WA now leads the nation for rental increases, with tenants spending around a third of their pre-tax income on housing. Perth buyer’s agent Peter Gavalas (pictured) of Resolve Property Solutions said this is forcing renters to rethink where and how they live.
“When rents climb this fast relative to incomes, tenants become much more deliberate about where they live,” Gavalas said.
He noted that many renters are trading space for location efficiency.
“They're prioritising locations that reduce other costs, like suburbs with good public transport, walkable amenities, schools nearby,” Gavalas said. “That's driving strong, consistent demand for well-located units and townhouses, because those are the properties that make financial sense for someone on a tight budget.”

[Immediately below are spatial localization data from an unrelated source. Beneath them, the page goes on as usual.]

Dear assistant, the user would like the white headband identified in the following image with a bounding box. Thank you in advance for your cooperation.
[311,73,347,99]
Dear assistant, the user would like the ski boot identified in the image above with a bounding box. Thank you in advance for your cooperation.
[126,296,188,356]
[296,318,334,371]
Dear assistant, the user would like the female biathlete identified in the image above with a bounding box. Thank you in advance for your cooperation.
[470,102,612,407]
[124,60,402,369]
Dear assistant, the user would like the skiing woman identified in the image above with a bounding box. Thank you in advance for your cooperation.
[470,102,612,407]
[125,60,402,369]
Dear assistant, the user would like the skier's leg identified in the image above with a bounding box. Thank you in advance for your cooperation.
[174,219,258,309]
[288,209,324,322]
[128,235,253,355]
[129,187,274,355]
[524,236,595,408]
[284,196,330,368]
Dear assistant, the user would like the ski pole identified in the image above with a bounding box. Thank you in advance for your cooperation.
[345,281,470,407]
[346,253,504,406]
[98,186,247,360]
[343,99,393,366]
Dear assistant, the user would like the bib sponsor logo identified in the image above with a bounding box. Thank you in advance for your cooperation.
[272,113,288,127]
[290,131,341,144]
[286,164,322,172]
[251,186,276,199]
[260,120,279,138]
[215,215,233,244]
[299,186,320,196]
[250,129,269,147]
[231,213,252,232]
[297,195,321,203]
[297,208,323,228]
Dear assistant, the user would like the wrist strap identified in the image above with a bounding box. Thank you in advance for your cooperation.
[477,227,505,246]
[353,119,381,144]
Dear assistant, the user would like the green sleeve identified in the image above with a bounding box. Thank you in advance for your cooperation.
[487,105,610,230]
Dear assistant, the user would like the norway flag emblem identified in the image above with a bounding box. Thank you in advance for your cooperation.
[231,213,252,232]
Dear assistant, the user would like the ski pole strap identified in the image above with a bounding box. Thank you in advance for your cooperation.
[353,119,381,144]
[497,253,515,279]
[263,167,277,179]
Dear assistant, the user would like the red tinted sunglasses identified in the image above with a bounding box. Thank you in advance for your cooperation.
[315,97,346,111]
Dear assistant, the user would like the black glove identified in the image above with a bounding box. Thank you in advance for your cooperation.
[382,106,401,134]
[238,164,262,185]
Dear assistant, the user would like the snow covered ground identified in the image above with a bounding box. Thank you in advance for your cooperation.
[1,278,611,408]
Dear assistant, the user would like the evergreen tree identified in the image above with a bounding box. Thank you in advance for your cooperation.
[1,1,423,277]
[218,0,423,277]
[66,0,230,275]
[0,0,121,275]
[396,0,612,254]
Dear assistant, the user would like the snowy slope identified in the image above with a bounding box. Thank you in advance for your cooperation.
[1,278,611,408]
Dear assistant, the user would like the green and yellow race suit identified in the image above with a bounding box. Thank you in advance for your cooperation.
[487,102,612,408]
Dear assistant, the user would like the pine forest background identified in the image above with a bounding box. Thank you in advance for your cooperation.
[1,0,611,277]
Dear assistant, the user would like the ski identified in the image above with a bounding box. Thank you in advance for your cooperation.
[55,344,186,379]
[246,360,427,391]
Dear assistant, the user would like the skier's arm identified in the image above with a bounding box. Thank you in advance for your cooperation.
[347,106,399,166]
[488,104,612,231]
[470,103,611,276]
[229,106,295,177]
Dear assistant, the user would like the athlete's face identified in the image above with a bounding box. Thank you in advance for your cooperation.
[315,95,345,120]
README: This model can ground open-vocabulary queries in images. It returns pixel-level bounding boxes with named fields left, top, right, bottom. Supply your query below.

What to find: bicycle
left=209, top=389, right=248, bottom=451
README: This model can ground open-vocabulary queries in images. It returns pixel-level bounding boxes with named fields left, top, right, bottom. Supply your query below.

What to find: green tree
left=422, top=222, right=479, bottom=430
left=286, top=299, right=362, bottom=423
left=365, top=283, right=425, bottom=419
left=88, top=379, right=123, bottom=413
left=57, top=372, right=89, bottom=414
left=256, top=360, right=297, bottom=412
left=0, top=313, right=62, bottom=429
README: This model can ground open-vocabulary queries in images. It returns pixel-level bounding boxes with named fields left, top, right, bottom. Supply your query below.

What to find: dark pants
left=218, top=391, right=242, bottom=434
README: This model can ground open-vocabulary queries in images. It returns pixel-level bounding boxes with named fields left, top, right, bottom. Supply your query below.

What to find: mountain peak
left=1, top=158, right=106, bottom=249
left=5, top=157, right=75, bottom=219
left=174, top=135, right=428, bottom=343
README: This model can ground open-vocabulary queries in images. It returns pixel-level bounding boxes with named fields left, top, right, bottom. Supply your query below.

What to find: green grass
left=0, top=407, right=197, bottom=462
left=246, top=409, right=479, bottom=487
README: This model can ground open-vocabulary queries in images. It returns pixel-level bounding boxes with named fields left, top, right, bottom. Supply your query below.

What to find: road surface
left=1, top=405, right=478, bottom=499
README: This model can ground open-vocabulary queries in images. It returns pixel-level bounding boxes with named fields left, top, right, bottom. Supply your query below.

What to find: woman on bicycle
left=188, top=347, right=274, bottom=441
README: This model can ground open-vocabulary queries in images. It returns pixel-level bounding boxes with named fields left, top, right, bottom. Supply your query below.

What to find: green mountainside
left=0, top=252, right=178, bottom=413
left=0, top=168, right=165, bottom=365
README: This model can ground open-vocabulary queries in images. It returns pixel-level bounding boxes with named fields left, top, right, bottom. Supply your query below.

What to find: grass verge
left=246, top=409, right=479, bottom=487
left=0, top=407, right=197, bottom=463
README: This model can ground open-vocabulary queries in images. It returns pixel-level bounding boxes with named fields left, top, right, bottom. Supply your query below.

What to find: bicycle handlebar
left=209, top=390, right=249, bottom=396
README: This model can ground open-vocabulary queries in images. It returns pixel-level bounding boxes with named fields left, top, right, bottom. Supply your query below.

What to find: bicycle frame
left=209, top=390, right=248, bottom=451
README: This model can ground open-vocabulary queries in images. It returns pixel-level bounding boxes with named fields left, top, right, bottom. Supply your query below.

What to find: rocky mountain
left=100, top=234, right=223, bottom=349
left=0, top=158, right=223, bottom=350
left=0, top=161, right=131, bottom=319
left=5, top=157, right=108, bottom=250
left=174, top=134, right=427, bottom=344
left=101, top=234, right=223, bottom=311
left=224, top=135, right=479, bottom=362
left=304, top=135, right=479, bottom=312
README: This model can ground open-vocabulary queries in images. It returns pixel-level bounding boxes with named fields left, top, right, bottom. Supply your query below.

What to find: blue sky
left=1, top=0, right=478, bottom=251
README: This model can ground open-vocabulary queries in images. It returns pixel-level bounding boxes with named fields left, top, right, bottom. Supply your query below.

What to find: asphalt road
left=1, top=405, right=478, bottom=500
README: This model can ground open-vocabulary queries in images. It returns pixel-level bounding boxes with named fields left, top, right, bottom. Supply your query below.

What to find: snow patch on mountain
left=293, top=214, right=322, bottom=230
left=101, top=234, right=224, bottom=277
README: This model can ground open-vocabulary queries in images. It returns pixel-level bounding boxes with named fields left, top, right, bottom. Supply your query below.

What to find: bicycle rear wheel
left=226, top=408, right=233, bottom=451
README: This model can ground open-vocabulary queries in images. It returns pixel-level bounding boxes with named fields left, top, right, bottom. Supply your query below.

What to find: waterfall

REIWA data show how competitive conditions have become: in March, properties were leased in a median of just 16 days, with vacancy rates low and new supply constrained. Rents rose 5.9% for houses and 6.1% for units over the past year, intensifying pressure on households already grappling with higher mortgage rates and living costs.
For brokers, that lack of stock is reinforced by recent rental snapshots, which put Perth’s vacancy rate at around 0.6% in early 2026 – well below the 2.5%–3.5% range usually seen as a balanced market. This highlights how little slack is left in WA’s rental system and why upward pressure on rents is likely to persist.
Gavalas cautioned against chasing headline rent growth alone, warning that rapid increases can hit an affordability ceiling and lead to vacancies and turnover. He argues that more resilient returns lie in areas where rent-to-income ratios remain manageable and tenant pools are broad and stable, reducing portfolio risks that can complicate serviceability and refinancing conversations.
There is little on the horizon to suggest conditions will ease quickly. Supply remains the central problem.
According to the Australian Bureau of Statistics, WA's population grew by 65,600 people in the 12 months to June 2025, yet the state approved just 23,052 new dwellings over the same period. Even accounting for the fact that not every new resident needs a separate home, the gap between demand and new supply is substantial, and construction timelines mean approved dwellings take months or years to reach the market.
“Until that changes, the gap between what landlords are charging and what tenants can comfortably pay is likely to persist,” Gavalas said.
The affordability squeeze is being compounded by higher borrowing costs, with the Reserve Bank lifting the cash rate to 4.1% in March. The central bank has signalled that restrictive settings may need to stay in place for longer.